With all apologies to Shakespeare, I'm looking for a bit of input from those of you interested enough in setup to follow my blog.  There have been a number of cases where someone has suggested, "Rob, you should write a book about setup and the Windows Installer!"  Each time I was buried in coding projects (I honestly felt like I was doing the job of three developers some days.  It was awesome!) and wouldn't even consider it.

Well, I've been approached about writing a book about the Windows Installer and setup again recently.  For some reason, this time I keep entertaining the idea.  I know Raymond Chen has said he would never write a book but my style of writing is very different from his and from what I've heard the world could do with another good book on setup (not that I can write a good book, but I could try).  I also know that Scott Mitchell has said you can't get rich by writing a "computer trade" book but I'm not really looking to get rich by writing a book on setup. 

So why am I entertaining the idea of writing a book?  Well, let's see if I can present these in order of importance.

1.  I have always wanted to write a book.  I enjoy writing (I actually enjoy communicating, writing happens to be one of the easiest ways to reach a larger audience) and think it would be incredibly satisfying to have published something.  Writing a book about something I know quite a bit about seems like the most reasonable way through what I've always heard described as a grueling process.

2.  I enjoy sharing the information that I've learned over the years.  I like to pretend that maybe my explanations and opinions about setup make someone's life somewhere a little bit easier.  A book would potentially be able to reach a wider audience.

3.  Writing a book would force me to organize my thoughts and opinions.  I have a lot of ideas about what works when designing setup but I have never written them all down.  Often in discussions and presentations, I only remember some set of the rules.  A book could capture them all in one place.

Sounds good, eh?  So why not just go off and write the book?  Well, let's see if I can present the reasons not to write a book in order of importance.

1.  Everyone says writing a book is a hard thing to do.  It is not just hard on you but the people around you.  That's why authors always thank their loved ones in the acknowledgements.  I suppose I'd have to at least inform my friends and family before starting the book.

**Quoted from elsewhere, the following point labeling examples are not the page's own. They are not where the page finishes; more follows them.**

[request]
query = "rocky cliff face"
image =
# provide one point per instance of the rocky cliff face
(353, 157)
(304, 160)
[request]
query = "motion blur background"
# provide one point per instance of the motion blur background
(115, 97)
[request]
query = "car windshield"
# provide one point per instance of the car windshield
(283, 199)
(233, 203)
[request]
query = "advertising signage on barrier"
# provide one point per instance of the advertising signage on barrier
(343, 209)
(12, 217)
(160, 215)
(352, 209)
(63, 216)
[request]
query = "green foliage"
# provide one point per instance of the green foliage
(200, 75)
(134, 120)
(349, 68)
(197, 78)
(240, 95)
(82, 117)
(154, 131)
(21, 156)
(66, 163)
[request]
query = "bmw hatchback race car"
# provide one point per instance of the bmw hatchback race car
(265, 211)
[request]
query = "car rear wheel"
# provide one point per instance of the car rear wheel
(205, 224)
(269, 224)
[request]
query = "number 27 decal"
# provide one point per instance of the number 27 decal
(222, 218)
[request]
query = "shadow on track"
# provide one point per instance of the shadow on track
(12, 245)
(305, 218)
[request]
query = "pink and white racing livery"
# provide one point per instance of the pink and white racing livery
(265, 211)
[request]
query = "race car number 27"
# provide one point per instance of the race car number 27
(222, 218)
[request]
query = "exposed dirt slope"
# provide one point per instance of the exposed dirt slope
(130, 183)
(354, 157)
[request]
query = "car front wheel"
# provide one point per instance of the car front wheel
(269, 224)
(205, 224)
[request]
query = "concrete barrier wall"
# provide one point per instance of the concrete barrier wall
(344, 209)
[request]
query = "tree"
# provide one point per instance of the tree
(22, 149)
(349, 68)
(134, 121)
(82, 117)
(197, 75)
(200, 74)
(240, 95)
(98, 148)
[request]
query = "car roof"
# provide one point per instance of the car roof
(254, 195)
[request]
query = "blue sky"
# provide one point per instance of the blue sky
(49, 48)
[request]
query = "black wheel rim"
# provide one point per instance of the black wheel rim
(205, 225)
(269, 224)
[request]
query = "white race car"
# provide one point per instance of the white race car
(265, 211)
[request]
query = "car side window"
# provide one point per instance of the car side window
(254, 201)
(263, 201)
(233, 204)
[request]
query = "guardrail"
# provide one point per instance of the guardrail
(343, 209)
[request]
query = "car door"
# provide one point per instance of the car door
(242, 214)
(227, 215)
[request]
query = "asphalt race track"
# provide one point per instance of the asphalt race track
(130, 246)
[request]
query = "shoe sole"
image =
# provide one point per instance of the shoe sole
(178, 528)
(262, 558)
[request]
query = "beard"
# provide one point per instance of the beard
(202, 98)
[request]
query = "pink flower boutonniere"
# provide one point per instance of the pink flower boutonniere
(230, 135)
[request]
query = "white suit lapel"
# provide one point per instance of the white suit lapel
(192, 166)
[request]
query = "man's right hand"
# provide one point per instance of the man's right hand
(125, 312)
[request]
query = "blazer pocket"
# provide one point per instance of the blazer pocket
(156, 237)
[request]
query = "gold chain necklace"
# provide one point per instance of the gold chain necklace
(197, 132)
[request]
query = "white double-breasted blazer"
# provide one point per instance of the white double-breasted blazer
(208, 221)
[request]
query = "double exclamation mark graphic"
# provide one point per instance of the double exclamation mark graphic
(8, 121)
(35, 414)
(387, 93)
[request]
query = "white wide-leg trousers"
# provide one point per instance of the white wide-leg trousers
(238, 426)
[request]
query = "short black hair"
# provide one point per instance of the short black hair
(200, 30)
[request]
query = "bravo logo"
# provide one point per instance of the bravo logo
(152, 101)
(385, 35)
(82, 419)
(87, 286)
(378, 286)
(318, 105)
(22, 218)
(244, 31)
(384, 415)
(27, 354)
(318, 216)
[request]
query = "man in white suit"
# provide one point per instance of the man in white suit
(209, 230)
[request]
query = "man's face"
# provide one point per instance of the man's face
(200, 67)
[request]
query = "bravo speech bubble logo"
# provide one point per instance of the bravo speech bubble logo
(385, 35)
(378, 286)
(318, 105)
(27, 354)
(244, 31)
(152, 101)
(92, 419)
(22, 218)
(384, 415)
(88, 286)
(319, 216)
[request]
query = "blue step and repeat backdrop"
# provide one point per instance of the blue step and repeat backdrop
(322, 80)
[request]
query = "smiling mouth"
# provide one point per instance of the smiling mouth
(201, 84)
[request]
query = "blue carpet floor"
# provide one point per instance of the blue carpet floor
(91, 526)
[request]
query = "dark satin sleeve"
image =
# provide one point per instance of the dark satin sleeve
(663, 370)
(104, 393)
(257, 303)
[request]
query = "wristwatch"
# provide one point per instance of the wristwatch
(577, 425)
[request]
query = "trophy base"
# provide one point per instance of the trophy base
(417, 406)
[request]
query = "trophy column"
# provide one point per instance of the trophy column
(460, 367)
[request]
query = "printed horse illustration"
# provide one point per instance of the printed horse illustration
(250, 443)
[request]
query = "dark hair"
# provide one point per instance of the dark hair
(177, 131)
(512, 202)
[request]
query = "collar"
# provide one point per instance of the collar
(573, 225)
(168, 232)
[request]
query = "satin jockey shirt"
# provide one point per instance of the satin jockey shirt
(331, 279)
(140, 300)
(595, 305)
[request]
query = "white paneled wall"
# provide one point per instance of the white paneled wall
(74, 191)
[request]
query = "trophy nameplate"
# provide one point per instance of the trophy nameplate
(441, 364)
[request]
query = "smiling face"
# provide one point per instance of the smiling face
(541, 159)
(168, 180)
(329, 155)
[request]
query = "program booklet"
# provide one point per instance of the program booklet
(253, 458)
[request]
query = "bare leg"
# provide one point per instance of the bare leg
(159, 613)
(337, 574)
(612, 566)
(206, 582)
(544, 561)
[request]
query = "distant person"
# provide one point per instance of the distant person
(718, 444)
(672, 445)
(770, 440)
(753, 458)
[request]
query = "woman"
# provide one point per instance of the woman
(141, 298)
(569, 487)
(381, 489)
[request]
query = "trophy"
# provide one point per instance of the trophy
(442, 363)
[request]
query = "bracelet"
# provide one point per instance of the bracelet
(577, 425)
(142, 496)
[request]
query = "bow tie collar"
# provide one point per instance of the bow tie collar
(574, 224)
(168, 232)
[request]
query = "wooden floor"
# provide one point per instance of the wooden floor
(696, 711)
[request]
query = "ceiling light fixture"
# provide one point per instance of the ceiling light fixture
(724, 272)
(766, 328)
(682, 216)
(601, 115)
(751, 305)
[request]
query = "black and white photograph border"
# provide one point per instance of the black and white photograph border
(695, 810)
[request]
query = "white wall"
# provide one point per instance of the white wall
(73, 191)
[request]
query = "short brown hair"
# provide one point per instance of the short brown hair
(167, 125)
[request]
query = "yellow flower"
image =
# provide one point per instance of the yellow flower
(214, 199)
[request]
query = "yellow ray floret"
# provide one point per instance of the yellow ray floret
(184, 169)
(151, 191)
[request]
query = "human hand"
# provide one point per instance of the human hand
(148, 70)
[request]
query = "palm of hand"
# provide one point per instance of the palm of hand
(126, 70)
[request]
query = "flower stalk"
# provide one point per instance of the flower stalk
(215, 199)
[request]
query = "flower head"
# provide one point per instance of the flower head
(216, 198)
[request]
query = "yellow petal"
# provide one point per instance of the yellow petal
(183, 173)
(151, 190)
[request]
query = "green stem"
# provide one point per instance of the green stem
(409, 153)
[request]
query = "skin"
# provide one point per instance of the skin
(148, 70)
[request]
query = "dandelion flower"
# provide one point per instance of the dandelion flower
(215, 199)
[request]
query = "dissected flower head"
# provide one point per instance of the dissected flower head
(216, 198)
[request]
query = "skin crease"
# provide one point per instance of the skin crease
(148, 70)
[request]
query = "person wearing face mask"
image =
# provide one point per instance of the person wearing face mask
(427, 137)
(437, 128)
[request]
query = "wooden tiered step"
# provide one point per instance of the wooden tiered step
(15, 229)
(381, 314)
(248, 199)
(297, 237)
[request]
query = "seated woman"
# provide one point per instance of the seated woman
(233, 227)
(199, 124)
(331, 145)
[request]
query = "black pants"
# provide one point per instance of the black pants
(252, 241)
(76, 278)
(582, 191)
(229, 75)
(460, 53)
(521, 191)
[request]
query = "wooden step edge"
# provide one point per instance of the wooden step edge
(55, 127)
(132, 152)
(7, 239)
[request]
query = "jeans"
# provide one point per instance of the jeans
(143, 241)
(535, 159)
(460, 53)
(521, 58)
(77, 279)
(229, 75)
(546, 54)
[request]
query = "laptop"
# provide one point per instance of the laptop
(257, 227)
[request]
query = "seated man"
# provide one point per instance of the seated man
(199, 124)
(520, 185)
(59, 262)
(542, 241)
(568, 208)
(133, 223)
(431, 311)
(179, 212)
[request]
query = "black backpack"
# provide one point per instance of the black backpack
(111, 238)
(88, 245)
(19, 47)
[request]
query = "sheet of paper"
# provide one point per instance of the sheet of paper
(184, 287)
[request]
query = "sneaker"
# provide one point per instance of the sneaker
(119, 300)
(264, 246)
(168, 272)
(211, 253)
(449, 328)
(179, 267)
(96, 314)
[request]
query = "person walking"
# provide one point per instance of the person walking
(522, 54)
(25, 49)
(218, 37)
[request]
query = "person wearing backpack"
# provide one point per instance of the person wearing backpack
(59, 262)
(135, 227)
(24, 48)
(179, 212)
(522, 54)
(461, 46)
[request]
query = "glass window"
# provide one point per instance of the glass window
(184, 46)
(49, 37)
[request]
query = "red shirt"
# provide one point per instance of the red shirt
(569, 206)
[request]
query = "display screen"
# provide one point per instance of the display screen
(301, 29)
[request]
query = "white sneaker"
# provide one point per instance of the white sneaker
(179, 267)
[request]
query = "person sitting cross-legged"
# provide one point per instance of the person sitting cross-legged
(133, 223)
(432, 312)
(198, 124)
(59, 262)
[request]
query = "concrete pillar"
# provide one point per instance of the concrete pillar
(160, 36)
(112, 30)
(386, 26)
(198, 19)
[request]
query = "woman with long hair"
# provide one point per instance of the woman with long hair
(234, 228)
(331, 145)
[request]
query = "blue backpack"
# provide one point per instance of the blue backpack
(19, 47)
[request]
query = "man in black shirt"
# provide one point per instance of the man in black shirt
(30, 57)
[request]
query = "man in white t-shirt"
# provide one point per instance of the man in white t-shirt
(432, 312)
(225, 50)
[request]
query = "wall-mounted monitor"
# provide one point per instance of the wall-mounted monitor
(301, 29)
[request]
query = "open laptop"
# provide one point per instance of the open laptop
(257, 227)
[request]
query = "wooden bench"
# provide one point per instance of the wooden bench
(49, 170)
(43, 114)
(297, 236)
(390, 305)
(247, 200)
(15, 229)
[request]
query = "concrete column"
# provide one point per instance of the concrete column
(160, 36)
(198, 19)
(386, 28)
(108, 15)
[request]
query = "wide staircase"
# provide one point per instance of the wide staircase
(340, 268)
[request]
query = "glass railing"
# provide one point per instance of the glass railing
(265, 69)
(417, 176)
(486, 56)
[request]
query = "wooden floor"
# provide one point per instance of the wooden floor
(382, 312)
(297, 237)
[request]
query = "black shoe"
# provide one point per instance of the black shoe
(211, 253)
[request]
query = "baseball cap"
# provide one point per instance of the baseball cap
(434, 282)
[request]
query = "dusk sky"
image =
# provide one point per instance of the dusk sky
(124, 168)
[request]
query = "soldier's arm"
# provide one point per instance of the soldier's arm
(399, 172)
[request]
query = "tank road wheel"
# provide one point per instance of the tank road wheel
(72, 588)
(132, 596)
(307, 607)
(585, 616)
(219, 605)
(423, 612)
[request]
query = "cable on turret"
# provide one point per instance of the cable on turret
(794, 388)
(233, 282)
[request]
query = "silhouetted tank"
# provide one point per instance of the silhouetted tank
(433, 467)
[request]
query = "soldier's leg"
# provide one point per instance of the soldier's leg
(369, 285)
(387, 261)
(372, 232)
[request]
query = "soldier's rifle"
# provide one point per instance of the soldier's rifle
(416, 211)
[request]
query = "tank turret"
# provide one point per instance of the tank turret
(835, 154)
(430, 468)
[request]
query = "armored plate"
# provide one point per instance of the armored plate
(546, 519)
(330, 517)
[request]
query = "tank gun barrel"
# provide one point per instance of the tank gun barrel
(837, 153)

2.  I wonder if it would be better to spend my creative energy on improving the state of setup instead of just writing about it.  I am fortunately in a place where I hope to seriously improve the setup experience for developers and end users over the next few years.  So I have to consider if the extra hours spent working on a book would be better put towards designing new features and writing/debugging more code.

3.  Blogging would essentially halt.  This is the one issue that would affect you (the blog reader) most.  I would feel guilty writing words into blog entries when words should really be flowing into a book.  I'm not sure many people would miss me but from what I've read it seems like six to seven months to complete the book sounds very optimistic.  I wonder if they'd delete my blog if I didn't post for a year?  Hmm.

That's my current thinking.  If you have comments or suggestions, I'm very interested in hearing them so please leave some feedback.  If you don't want to post publicly (for whatever reason), feel free to drop me a private comment.  In the mean time, keep coding, you know I am.